We support and applaud the steps that the government is taking to combat terrorism. But until those efforts have borne the fruit of significant reduction in the potential for terrorist attacks, it is close to impossible for many insurers and reinsurers to responsibly underwrite or assume terrorism risk. That is why we need to explore alternative reparations or back-up systems to cover losses arising from war and terrorism. As we have all learned from the events of September 11, the line between war and terrorism is increasingly ambiguous.

Monday's Wall Street Journal (9/24/01, p. B1)featured this quote from Warren Buffett, Berkshire's chairman:

I think in the future, the government is going to have to be the ultimate insurer for acts of terrorism An industry with very large, but finite, resources is not equipped to handle infinite losses.
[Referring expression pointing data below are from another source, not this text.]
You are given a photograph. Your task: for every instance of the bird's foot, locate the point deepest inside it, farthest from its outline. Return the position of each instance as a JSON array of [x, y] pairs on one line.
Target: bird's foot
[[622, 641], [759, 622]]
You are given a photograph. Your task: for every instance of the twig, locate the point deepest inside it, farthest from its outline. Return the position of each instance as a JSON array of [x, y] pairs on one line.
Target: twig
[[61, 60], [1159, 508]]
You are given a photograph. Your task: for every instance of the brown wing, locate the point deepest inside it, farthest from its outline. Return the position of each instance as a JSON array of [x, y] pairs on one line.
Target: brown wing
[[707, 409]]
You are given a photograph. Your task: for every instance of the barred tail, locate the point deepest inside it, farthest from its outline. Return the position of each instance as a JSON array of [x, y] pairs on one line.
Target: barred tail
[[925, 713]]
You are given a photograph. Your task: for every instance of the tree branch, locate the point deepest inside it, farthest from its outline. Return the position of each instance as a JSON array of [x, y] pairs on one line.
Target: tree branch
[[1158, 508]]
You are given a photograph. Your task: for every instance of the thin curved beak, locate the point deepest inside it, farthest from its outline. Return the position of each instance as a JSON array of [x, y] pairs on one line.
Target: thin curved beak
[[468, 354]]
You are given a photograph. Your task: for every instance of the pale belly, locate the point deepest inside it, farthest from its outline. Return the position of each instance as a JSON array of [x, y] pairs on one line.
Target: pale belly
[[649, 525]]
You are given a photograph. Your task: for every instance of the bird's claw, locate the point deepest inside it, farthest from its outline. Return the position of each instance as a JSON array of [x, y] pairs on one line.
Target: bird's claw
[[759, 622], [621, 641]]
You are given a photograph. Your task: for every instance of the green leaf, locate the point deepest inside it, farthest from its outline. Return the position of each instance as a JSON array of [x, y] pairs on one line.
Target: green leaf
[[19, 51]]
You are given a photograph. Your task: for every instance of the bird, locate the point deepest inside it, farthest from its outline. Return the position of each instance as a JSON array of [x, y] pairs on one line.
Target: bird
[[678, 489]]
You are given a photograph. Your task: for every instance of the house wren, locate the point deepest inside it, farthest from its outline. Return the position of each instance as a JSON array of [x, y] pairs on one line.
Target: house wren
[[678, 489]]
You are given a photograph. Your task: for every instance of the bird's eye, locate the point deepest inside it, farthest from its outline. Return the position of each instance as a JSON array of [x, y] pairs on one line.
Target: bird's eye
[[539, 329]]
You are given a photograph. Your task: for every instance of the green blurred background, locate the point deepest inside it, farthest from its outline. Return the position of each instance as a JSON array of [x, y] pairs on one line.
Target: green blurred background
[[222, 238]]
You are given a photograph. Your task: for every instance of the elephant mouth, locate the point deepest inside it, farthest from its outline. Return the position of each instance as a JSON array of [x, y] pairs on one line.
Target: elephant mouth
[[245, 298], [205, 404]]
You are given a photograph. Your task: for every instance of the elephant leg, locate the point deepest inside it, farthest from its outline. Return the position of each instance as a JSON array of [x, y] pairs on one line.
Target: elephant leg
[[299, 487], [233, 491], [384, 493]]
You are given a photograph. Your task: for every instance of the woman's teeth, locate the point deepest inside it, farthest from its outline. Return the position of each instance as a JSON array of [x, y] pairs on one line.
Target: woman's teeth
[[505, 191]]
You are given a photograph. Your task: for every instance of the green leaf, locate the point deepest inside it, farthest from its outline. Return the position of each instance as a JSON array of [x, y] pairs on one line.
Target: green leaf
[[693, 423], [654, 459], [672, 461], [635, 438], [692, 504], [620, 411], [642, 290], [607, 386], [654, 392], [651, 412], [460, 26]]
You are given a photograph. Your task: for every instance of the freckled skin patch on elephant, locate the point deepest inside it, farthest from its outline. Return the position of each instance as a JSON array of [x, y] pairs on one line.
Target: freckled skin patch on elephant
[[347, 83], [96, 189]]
While we're here today to talk about how our industry can and will respond to the losses arising out of the September 11 terrorist attacks, I must at the same time urge the Financial Services Committee and the Congress to take up as soon as possible the important question of how to provide insurance against terrorist acts in a way that assures both the continued financial viability of the U.S. insurance and reinsurance industry and the continued availability and affordability of the wide range of products and services provided by that industry.

While I realize we do not have time today to take up specific proposals on that subject, we do offer you and your staffs our continuing assistance in finding the answer to that important question - so we can all move forward together.

I'm grateful for the opportunity to speak to you today, and would be pleased to answer any questions you may have.